Jayal has previously written extensively on the journey citizenship has undertaken from ‘by [place of] birth’ (jus soli) to ‘by descent’ (jus sanguinis). The debates on this transformation are rooted in the religious divisions that even after partition cast a shadow. More recently, the Citizenship (Amendment) Act (CAA) of 2019 grants fast-track citizenship only to a few selected groups of pre-1947 India (Hindus, Sikhs, Buddhists, Parsis and Christians) from three Muslim majority countries (Afghanistan, Pakistan and Bangladesh) and that reconfirms citizenship’s journey towards a faith-based conception. Besides the conflicts over the formal legal status (who can or cannot be citizens), Jayal makes an important contribution by analysing other forms of contestations, over rights and identities. She argues that even though welfare claims have led to the expansion of social citizenship rights, the role of the State in conferring rights is replaced by non-State agencies (international organizations, NGOs, etc.) that turn rights-bearing citizens into consumers or clients. As a result, universal equal citizenship is increasingly replaced by group-differentiated citizenship as a dominant mode of citizenship. In the name of ‘marking’ citizens into groups as ‘beneficiaries’ for welfare provisions, those disadvantaged—the Scheduled Castes (SC), Scheduled Tribes (ST), Muslims and women—are continually reminded of their ‘backward status’. Even though these graded categories of people have access to special provisions, they end up living their lives in the ‘margins’, always with an inferior position to the real citizenship of the unmarked citizen. Therefore, Jayal recommends ‘democratic citizenship’ (p. 155) rather than inclusion as a way out of this hierarchy.
Citizenship Imperilled is mainly a collection of Jayal’s public lectures and individual essays published between 2012 and 2019, with the exception of the introduction and first chapter, which focuses on the CAA. Building her analysis on robust archival and ethnographic resources, her cry for recuperating democratic citizenship as an equal and universal mode of determining citizen identities reverberates throughout the book. While she strongly criticizes group-differentiated citizenship, as acquiring a deterministic identarian approach, she appeals for universal citizenship that creates a singular civic-national identity while simultaneously accommodating the claims of disadvantaged groups for protection and compensation for past marginalization. According to her, the criteria should be ‘by which different types of claims to differentiated citizenship can be arbitrated in a manner that is normatively just and satisfactory, and still leaves room for the practice of a universal conception of citizenship’ (p. 154).

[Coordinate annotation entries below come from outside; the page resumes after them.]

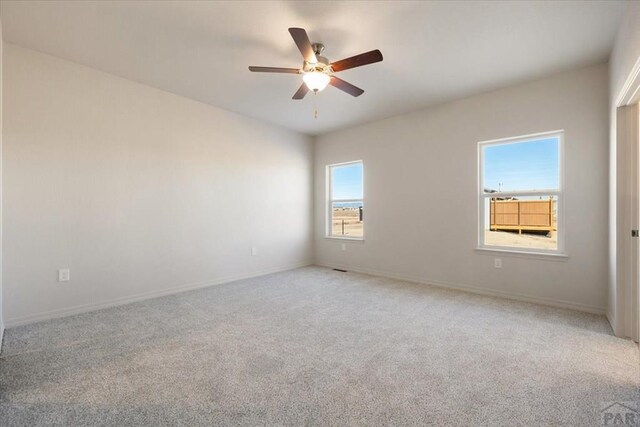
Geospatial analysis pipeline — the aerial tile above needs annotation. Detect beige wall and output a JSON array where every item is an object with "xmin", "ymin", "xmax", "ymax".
[
  {"xmin": 315, "ymin": 64, "xmax": 609, "ymax": 312},
  {"xmin": 0, "ymin": 15, "xmax": 4, "ymax": 340},
  {"xmin": 3, "ymin": 44, "xmax": 313, "ymax": 326},
  {"xmin": 607, "ymin": 2, "xmax": 640, "ymax": 336}
]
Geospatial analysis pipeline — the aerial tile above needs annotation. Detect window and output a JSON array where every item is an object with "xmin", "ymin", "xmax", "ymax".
[
  {"xmin": 478, "ymin": 131, "xmax": 564, "ymax": 253},
  {"xmin": 327, "ymin": 161, "xmax": 364, "ymax": 239}
]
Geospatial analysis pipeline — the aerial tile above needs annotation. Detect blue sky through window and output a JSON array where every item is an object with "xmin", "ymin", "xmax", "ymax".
[
  {"xmin": 331, "ymin": 163, "xmax": 362, "ymax": 200},
  {"xmin": 483, "ymin": 137, "xmax": 560, "ymax": 191}
]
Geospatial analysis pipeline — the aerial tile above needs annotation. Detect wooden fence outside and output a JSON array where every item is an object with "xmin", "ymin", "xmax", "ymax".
[{"xmin": 489, "ymin": 198, "xmax": 557, "ymax": 234}]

Jayal regards the debates on the CAA as an avenue for bringing back discussions around the lost idea of democratic republican citizenship. She notes that even though the CAA marks the moment when the ‘original idea of citizenship was legally extinguished’ (p. 2), it is also the moment ‘in which it appeared to have been recovered rather than irretrievably lost’ (p. 2).
Although Jayal makes strong arguments, providing concise explanations to bolster them, there are some weaknesses in her discussion. Her explication of citizenship being contested is repetitive (as she warns us: ‘in the detailing of the trajectory of legal citizenship … there are some unavoidable overlaps across first four chapters’) (p. 9). Second, she does not situate ‘citizenship’ within the context of neoliberal political economic reforms when the attitude towards citizens also got redefined. The ‘aliens’ or ‘foreigners’ who the citizenship laws declare to be ‘illegal’ (or ‘enemies’) are increasingly recruited as disposable labourers in the economy. They are denied the status of citizen, but this non-recognition did not prevent their utilization as cheap labour as and when deemed necessary.
That said, Jayal’s analysis adds significantly to the contemporary discourse on citizenship in India. Her robust analysis on the CAA, which led to the ultimate diminution of Constitutional law and principles, is worthy of note. The book also provides an overview of the state of majoritarian politics in India and the vilification faced by the minorities, especially Muslims.